Cuba pulls veteran correspondent’s credentials

New York, September 7, 2011–The Committee to Protect Journalists condemns the Cuban government’s decision to not renew press credentials held by a 20-year veteran correspondent for the Spanish daily El País and radio network Cadena SER. Mauricio Vicent, whose access to official events had been restricted by the government for the past year, is now prohibited from reporting stories from Cuba, according to El País

“Withdrawing Mauricio Vicent’s press card is an act of censorship by a government that still can’t stomach independent reporting,” said Carlos Lauría, CPJ’s senior program coordinator for the Americas. “The authorities must lift all restrictions on Vicent and renew his press credentials immediately.”

Press credentials are required in order to work legally as a foreign journalist in Cuba. The official International Press Center, which is part of Cuba’s Foreign Ministry, accused Vicent of violating government’s ethics and objectivity regulations, according to El País. In published comments, the newspaper’s editors said they “energetically reject the Cuban government’s accusations” and consider Vicent’s work to be an “example of professionalism, impartiality, and balance.”

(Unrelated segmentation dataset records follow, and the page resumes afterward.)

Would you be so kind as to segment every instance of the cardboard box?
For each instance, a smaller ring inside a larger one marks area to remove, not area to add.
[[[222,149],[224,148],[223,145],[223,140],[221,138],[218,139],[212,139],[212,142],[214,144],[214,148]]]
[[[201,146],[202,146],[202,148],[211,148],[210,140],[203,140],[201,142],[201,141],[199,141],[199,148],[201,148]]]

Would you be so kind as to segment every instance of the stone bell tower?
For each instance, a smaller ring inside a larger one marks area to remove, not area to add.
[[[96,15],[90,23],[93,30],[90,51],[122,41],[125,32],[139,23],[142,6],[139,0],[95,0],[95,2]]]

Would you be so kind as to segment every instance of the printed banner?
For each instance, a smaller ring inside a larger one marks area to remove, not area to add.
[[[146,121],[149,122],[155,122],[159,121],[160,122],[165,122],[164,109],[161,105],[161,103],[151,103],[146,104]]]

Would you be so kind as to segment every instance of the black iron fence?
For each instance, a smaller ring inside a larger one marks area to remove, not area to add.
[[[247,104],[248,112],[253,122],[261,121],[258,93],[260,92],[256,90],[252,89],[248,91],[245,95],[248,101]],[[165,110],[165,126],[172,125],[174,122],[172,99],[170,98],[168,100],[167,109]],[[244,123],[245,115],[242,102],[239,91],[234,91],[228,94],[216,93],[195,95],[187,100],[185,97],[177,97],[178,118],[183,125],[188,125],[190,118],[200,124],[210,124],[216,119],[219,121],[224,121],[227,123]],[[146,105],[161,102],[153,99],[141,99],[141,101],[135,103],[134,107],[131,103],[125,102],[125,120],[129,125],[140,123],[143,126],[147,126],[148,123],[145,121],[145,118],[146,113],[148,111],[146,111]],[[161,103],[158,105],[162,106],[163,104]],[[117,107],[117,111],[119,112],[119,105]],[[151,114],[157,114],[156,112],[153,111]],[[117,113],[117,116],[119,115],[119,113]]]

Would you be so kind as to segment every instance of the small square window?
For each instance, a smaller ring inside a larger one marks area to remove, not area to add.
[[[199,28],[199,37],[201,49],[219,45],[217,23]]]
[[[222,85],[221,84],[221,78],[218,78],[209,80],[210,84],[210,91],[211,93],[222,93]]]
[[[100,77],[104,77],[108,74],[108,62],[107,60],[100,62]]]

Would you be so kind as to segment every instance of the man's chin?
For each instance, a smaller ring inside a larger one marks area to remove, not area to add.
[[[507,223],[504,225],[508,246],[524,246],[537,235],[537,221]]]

Vicent’s plans and those of El País were not immediately clear.

The Cuban government has a record of pulling the press credentials of international correspondents who report critically about the island nation. In 2007, the authorities refused to renew the press credentials of correspondents from the Chicago Tribune, the BBC, and the Mexican daily El Universal in reprisal for their critical coverage, CPJ research shows.

More recently, the government has retaliated in other ways against international media. In January, the state television provider stopped offering CNN en Español on the service available in hotels and international business offices, according to the international press. In the months before the decision, state media criticized the network’s coverage of the Cuban exile movement. In April, a state television program accused a Reuters reporter of arranging a meeting between an undercover Cuban agent and a U.S. diplomat whom it claimed was a CIA operative, The Associated Press reported. Reuters categorically denied the accusations.

The International Press Center’s website states that 24 foreign correspondents now work in Cuba. As Cuba implements economic reforms and prepares to introduce high-speed Internet, freedom of expression continues to be met with a policy of repression that stifles the free flow of information, a 2011 CPJ special report found.